C'est en Flandre-Occidentale que se situe l'un des principaux bassins de production de légumes du nord de l'Europe cultivés aussi bien sous serre qu'en plein champ.

Le directeur de REO défend ainsi une segmentation du poireau plus poussée. « Le marché espagnol est différent des marchés du sud de la France qui exigent des poireaux de 20 à 30 mm de diamètre ou de ceux du nord qui apprécient les poireaux de diamètre allant de 30 à 40 mm ! » Selon lui, le nord est bien placé pour développer sa production de tomates. « Il est aussi bien placé que la Bretagne ou la Flandre belge », souligne-t-il. C'est la raison pour laquelle REO défend avec Fruidor Terroirs – mais avec quelques difficultés –, l'installation de serres verres de deux jeunes producteurs belges sur un terrain de 10 ha à côté de Saint-Omer (un dossier qui prend du retard sur le planning initial).

Quelques exemples de sociétés étrangères installées en France

• Le groupe Ardo, fondé en 1977, a montré la voie en s'implantant à Violaines (Pas-de-Calais) pour y surgeler des choux-fleurs, des oignons, des petits pois… (il va investir 37 millions d'euros à Gourin (Morbihan), ce qui lui permettra de doubler sa capacité de production en passant de 80 000 à 160 000 t/ an). Le groupe belge possède cinq usines en France (deux en Bretagne, une en Nord-Picardie, une dans les Landes et une dans la vallée du Rhône).

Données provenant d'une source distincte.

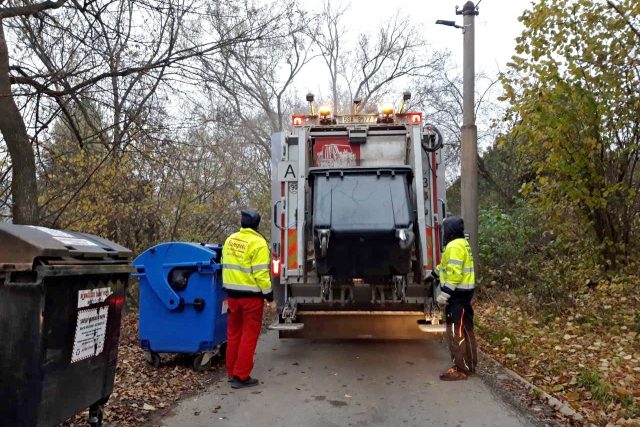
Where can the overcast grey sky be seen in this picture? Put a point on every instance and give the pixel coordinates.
(497, 26)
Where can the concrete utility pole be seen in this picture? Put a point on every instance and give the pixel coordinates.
(469, 149)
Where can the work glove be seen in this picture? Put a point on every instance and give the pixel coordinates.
(443, 298)
(432, 275)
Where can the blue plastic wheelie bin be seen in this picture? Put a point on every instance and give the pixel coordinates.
(182, 303)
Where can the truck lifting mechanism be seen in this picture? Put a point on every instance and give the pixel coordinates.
(358, 200)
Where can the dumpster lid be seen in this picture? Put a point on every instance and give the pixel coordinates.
(21, 245)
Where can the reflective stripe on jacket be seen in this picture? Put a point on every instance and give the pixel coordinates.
(456, 268)
(245, 264)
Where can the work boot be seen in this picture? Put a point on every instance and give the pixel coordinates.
(249, 382)
(453, 374)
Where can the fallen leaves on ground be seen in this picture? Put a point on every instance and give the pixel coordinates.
(588, 356)
(141, 391)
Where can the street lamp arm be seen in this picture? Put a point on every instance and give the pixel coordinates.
(448, 23)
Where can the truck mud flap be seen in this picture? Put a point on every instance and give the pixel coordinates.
(388, 325)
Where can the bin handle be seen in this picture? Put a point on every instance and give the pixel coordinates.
(157, 279)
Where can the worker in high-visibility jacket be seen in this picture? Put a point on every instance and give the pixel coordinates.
(246, 279)
(457, 284)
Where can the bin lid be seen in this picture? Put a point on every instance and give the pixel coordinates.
(20, 245)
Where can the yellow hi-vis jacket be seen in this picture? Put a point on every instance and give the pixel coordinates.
(245, 265)
(456, 267)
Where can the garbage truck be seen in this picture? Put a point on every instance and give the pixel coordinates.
(358, 200)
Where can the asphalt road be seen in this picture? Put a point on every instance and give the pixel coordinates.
(348, 383)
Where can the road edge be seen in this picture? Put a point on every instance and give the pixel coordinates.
(554, 403)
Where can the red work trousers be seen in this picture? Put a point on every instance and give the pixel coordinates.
(244, 323)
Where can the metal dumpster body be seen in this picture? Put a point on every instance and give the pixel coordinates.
(61, 297)
(182, 307)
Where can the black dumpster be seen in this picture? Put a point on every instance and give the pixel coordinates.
(362, 222)
(61, 297)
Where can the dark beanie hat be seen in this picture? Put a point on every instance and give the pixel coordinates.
(249, 219)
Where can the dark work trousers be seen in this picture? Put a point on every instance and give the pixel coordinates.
(462, 340)
(243, 329)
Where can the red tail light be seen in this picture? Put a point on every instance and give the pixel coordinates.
(297, 120)
(275, 267)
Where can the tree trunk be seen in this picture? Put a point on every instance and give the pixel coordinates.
(24, 189)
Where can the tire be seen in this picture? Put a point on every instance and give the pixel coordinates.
(152, 359)
(197, 363)
(95, 416)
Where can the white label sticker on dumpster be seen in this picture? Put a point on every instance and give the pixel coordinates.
(90, 333)
(87, 297)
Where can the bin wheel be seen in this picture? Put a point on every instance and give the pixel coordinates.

• Dès 2009, Daniel Verduyn, le dirigeant de l'entreprise éponyme de Kortemark (Belgique), avait déjà établi une première joint-venture avec le français Expandis avant de s'installer un an plus tard sur la zone industrielle d'Arras (Pas-de-Calais). Spécialisé dans le conditionnement de légumes à destination de l'industrie et de la GMS, Verduyn ne cesse de grandir. Il a doublé ses bâtiments en 2011, poursuit son développement et recherche en permanence de nouvelles surfaces (carottes notamment). Il a commencé avec 150 ha et dépasse aujourd'hui les 500 ha de contrats. Il réalise plus de 15 millions d'euros de chiffre d'affaires en France. La société a manifesté récemment auprès d'un élu agricole du Nord-Pas-de-Calais son désir de voir ses produits portés la marque Saveurs en'Or.

• Greenyard Foods, implanté à Westrozebeke et racheté en 2011 par Hein Deprez, est implanté dans le Nord (Comines), en Bretagne (Moréac) et en Aquitaines (Ychoux). Propriété de la Cecab depuis 1981, le site de Comines avait été quelque peu délaissé par son propriétaire coopératif. Greenyard Foods vient d'y investir 9 millions d'euros dans une ligne de surgélation de légumes d'une capacité horaire de 15 t/heure (équivalent petit pois) mise en service en novembre 2014. Le site de Comines est passé en deux ans de 30 000 à 35 000 t/an et vise à court terme les 45 000 t/an.

• A Arras, les nouvelles lignes de production de salades et crudités prêtes à l'emploi d'Agrafresh devraient commencer à tourner en 2016. En 2001, Yan Demarez avait créé une première ligne de salades prêtes à l'emploi sous barquettes à Pittem (Belgique). Agrafresh a commencé à travailler presque exclusivement sous marque de distributeur. « Mais on regardait déjà le marché français ! », lance-t-il. Système U sera son premier client français en barquettes et en sachets sous la marque “Bien Vu” et aborde le marché de la RHF en 2003-2004. Quelques années plus tard, Agrafresh étend sa gamme aux légumes frais cuits pasteurisés. Son chiffre d'affaires (10,3 millions d'euros) se répartit entre grande distribution (45 %), restauration hors domicile (30 %), et industrie (10 %) et le reste avec des Cash & Carry comme Metro.

* REO a scellé une coopération avec Fruidor Terroirs en janvier 2014 (cf. fld hebdo du 4 novembre 2015) et s'est alliée avec l'OP France Endives.